機動戦士Gundam GQuuuuuux 逆転した世界 作:ボルメテウスさん
まさか、バスクが現れるとは思わなかったので。てっきりファーストだけだと思っていたので。
そして、今回の話で出てきたとある話題。もしかして、本当に本編で出たりしませんよね?カラーだからと言って。
アンキーが怪しい動きをしていた。
それと共に、俺は既に行動をしていた。
マチュに過去を話した。
けれど、それが終わりじゃない。
俺もまた、何か嫌な予感がした。
案の定、その結果は。
「なるほど、つまりはあんたらは敵だって言う認識で良いんだな」
「っ」
俺が声をかけた瞬間、アンキーは目を見開いて、こちらを見ていた。
「あんた、なんでここに」
「決まっているだろ、敵かもしれない可能性がある。だったら、用心しておく。特に大切な人を利用して、大切な友人の秘密を探るような奴には特にな」
そう言いながらも、本当は出るつもりはなかった。
だが、アンキーが密会して会おうとしている奴には、それが通じる様子はない。
「ちっ、やっぱり気づいていたか」
既にアンキーがマチュを通して、シュウジが乗る赤いガンダムに関してを調べていた事は既に分かっている。
だが、マチュがクラバを行う為にはポメラニアンズが必要だった為に、俺は見逃していた。

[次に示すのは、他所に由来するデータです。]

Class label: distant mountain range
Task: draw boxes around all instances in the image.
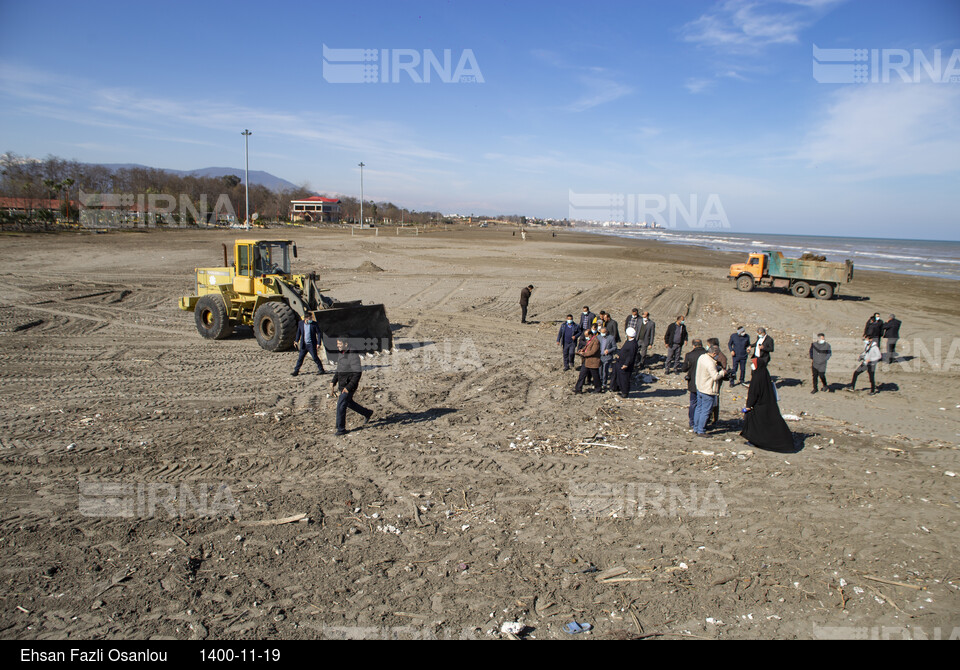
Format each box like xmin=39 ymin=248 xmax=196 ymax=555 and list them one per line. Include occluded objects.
xmin=92 ymin=163 xmax=299 ymax=191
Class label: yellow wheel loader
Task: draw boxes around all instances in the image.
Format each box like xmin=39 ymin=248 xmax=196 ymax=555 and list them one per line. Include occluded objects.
xmin=180 ymin=239 xmax=393 ymax=354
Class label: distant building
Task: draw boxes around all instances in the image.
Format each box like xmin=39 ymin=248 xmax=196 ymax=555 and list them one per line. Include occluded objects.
xmin=290 ymin=195 xmax=340 ymax=223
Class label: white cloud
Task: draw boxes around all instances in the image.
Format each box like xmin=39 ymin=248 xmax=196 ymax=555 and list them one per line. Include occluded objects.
xmin=796 ymin=83 xmax=960 ymax=179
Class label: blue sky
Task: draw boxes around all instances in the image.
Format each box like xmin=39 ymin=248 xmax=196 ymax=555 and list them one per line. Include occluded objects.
xmin=0 ymin=0 xmax=960 ymax=240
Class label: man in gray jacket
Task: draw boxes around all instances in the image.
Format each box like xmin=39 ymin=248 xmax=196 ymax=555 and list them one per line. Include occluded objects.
xmin=810 ymin=333 xmax=833 ymax=393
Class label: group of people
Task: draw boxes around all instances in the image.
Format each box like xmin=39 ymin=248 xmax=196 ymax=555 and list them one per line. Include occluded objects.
xmin=810 ymin=312 xmax=901 ymax=395
xmin=557 ymin=305 xmax=656 ymax=398
xmin=290 ymin=312 xmax=373 ymax=435
xmin=556 ymin=304 xmax=794 ymax=451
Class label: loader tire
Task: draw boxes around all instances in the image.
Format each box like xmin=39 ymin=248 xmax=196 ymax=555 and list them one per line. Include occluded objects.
xmin=193 ymin=295 xmax=233 ymax=340
xmin=253 ymin=302 xmax=297 ymax=351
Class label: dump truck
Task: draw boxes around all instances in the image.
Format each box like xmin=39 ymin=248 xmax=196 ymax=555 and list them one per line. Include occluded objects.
xmin=180 ymin=239 xmax=393 ymax=354
xmin=727 ymin=251 xmax=853 ymax=300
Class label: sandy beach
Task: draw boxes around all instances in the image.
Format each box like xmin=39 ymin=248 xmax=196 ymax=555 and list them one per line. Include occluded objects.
xmin=0 ymin=228 xmax=960 ymax=639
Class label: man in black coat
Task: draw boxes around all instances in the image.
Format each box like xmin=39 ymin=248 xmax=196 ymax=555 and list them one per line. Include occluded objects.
xmin=637 ymin=311 xmax=657 ymax=370
xmin=663 ymin=316 xmax=687 ymax=375
xmin=750 ymin=328 xmax=773 ymax=364
xmin=331 ymin=339 xmax=373 ymax=435
xmin=882 ymin=314 xmax=900 ymax=363
xmin=290 ymin=312 xmax=326 ymax=377
xmin=615 ymin=328 xmax=637 ymax=398
xmin=520 ymin=284 xmax=533 ymax=323
xmin=727 ymin=326 xmax=750 ymax=387
xmin=683 ymin=338 xmax=707 ymax=428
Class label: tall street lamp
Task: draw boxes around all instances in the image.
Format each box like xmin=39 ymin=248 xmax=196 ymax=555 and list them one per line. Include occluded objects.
xmin=358 ymin=161 xmax=363 ymax=228
xmin=240 ymin=128 xmax=253 ymax=230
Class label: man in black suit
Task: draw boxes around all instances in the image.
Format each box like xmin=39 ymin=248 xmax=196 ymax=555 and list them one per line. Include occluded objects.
xmin=883 ymin=314 xmax=900 ymax=363
xmin=751 ymin=328 xmax=773 ymax=363
xmin=520 ymin=284 xmax=533 ymax=323
xmin=663 ymin=316 xmax=687 ymax=375
xmin=290 ymin=312 xmax=326 ymax=377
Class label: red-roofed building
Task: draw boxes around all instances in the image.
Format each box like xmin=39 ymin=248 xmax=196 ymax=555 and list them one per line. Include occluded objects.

けれど、マチュにも危険が迫るのならば、話は別だけど。
「だけど、本当に嫌になるよ、本当は会うつもりはなかったのに」
「おや、そんな酷い事を言わないでくださいよ。私は君のファンでもありますから、シローさん」
その言葉と共に、俺はこれまで決して会いたくなかったシャリア・ブルを観察する。
スーツを身に纏っており、おそらくは年齢としてはクワトロ大尉よりも少し上ぐらい。
これまでの経験と共に、変装を行っていてもある程度は見抜けるようになっている。
同時に、俺は自分の中にあるシロッコと合わせながら、シャリア・ブルの容姿と共に、その年齢を考える。
「ふふっ」
「何が可笑しい」
「いえ、私自身、会って話をしたかったのですが、まさかこんな少年だとはね」
「そういうあんたは、俺が考えていたよりもずっと歳をとっているな」
「おや、私を若く見ていたんですか?」
「少なくとも、20代前半だと思っていたからな」
「おや、30に入っても未婚の私への嫌みでしょうか」
「ちげぇよ」
そうしながら、構えを決して解かない。
「さて、互いに聞きたい事はかなりありますが、どうでしょうか?お茶でも飲みながらゆっくりと」
「残念ながら、俺はこれから大事な用事があるから、丁重にお断りさせて貰いますよ」
「おや、ふられてしまいましたか。では、一つだけ答えてもらっても」
「なんだ?」
「シャア大佐は元気ですか」
その質問に対して、俺はため息を吐く。
「さぁな、分からねぇよ」
「・・・分からないですか」
「あぁ、そもそも、人として生きているのか分からない。けれど、もしかしたらの可能性があるよ」
「もしかしたら?」
俺の言葉に対して、先程までの余裕な態度が少し崩れた気がする。
「お前らが言っているサイコミュ。あれはただ単にニュータイプの能力を引き上げたり、キラキラを引き起こすだけじゃない」
「・・・キラキラ、もしかしてゼクノヴァの事ですか?」
「・・・ゼクノヴァ、それが正式な名前だったのか。とにかく、それだけじゃない。時には人の精神自体を取り込む事もある」
「っ!?」
その言葉に、シャリア・ブルは驚きを隠せない様子だった。
「そんな事は」
「知らないよ、そもそも、オカルトに片足を突っ込んだような奴だぞ、ニュータイプも変わらないけど。だけど」
それと同時に。
「もしも、シャアが行方不明になって、未だにいないとしたら、赤いガンダム自体になっている可能性は十分にあり得るよ」
俺は、ふとシュウジがいつも言っている。
『ガンダムが言っている』という言葉。
それが、もしかしたら、ガンダムではなく、クワトロ大尉の事を指している可能性がある。
「・・・やはり、君は面白いですね」
底が見えないシャリア・ブルに、俺は警戒を強める。
ドゥー・ムラサメは生存する?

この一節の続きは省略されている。